États-Unis : le système électoral, une parodie de démocratie23/11/20162016Journal/medias/journalnumero/images/2016/11/2521.jpg.445x577_q85_box-0%2C104%2C1383%2C1896_crop_detail.jpg

Dans le monde

États-Unis : le système électoral, une parodie de démocratie

L’élection présidentielle américaine est à deux degrés, et les grands électeurs se réuniront le 19 décembre dans un collège électoral pour élire le président. Trump peut compter sur 306 grands électeurs, et Clinton sur 232. Pourtant, selon le décompte non définitif du 21 novembre, Clinton a obtenu 1,75 million de voix de plus que Trump.

Ce décalage s’explique par le fait que l’élection présidentielle se décompose en 50 élections. Dans 48 des 50 États, tous les grands électeurs sont attribués au vainqueur (principe du « winner takes all » – le gagnant rafle tout), même si la marge est très étroite. C’est en l’emportant dans plusieurs États cruciaux, souvent de peu, que Trump s’est imposé. Une pétition réclamant du collège électoral qu’il élise Clinton a recueilli 4,5 millions de signatures ; elle a peu de chances d’aboutir car les grands électeurs sont des militants sélectionnés pour leur loyauté. C’est la cinquième fois dans l’histoire que le perdant deviendra ainsi… le vainqueur. Avant-dernier en date, en 2000, Bush s’était imposé contre Al Gore, qui avait pourtant 500 000 voix de plus.

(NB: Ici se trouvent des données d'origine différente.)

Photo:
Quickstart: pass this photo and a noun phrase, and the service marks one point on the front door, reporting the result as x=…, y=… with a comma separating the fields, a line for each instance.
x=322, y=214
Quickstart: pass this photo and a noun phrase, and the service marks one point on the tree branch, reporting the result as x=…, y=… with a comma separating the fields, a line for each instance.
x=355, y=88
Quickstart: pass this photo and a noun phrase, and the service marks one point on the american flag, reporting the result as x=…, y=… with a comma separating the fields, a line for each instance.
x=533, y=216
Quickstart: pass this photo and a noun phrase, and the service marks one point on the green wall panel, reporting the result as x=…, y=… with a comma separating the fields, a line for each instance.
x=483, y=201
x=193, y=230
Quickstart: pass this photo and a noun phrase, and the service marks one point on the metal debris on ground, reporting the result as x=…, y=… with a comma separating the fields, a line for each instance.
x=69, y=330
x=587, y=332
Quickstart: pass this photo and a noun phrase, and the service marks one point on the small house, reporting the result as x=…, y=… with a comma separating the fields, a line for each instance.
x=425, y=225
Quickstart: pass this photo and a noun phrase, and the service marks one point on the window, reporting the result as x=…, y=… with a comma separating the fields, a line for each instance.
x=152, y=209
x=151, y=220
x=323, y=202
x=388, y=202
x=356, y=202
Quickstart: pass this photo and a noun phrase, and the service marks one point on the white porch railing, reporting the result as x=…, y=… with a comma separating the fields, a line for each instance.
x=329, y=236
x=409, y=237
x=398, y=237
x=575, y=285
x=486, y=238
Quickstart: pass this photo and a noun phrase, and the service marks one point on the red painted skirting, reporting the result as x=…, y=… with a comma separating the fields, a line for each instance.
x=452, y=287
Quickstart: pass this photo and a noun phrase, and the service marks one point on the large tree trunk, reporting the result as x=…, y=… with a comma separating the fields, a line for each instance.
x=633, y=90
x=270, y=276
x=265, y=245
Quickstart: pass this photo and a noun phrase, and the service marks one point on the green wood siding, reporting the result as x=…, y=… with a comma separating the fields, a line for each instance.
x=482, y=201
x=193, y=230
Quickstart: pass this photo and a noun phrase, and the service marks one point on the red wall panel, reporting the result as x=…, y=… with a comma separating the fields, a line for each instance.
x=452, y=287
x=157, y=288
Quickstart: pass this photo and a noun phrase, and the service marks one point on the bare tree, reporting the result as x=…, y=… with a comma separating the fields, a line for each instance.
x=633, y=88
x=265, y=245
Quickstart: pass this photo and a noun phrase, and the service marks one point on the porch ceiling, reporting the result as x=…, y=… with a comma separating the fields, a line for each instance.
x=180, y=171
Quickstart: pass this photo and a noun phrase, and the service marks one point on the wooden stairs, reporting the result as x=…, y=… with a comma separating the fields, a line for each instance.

L’origine de cette incongruité – pour un pays qui se targue d’être un modèle démocratique – remonte aux débuts des États-Unis, à la fin du 18e siècle, quand le pays était dirigé par des grands bourgeois et des planteurs esclavagistes qui redoutaient par-dessus tout la mobilisation populaire, à une époque où le suffrage n’était pas universel. La Constitution américaine fut débattue entre 1787 et 1789. Le nouvel État fédéral rassemblait 13 anciennes colonies, qui avaient été unies par la lutte contre la tutelle britannique, mais dont les intérêts divergeaient sur plusieurs points. Ceux qui élaborèrent la Constitution devaient surmonter plusieurs contradictions. Une opposition importante séparait le Nord du Sud : les États à forte population d’esclaves voulaient que ceux-ci comptent dans le calcul de la représentation au niveau fédéral, même si les esclaves n’avaient aucun droit, tandis que les États du Nord y étaient réticents. Un sordide compromis dit des « trois cinquièmes » fut trouvé : un esclave comptait pour trois cinquièmes d’un homme libre. Un tel système ne pouvait être mis en œuvre que par le suffrage indirect.

Un autre clivage opposait les États ruraux aux États plus peuplés. Pour satisfaire les États les moins peuplés, les « pères fondateurs » créèrent un Sénat où chaque État élirait deux sénateurs ; en revanche, pour satisfaire les États les plus peuplés, le nombre de membres à la Chambre des représentants serait proportionnel à la population. Le collège électoral devait refléter ce compromis, le nombre de grands électeurs étant égal, pour chaque État, à la somme du nombre de représentants et de sénateurs.

Même si la Constitution américaine a évolué sur plusieurs points, la répartition des grands électeurs au sein du collège électoral obéit au principe d’origine. Par exemple, le Wyoming compte trois grands électeurs (deux sénateurs + un représentant), tandis que la Californie en compte 55 (deux sénateurs + 53 représentants). Dans le Wyoming, on compte un grand électeur pour 195 000 habitants ; en Californie, un pour 711 000 habitants. Ainsi, le système du collège électoral avantage toujours les États ruraux, peu peuplés et souvent conservateurs.

Enfin, un des objectifs du collège électoral était que le petit peuple soit tenu à distance de l’élection du président. D’où l’intérêt d’une élection à deux degrés, dans la capitale fédérale, à l’écart des principales villes.

Tout le système politique américain – du fonctionnement des institutions au choix des capitales des États – est marqué par cette volonté des possédants de placer le pouvoir politique à distance de la population.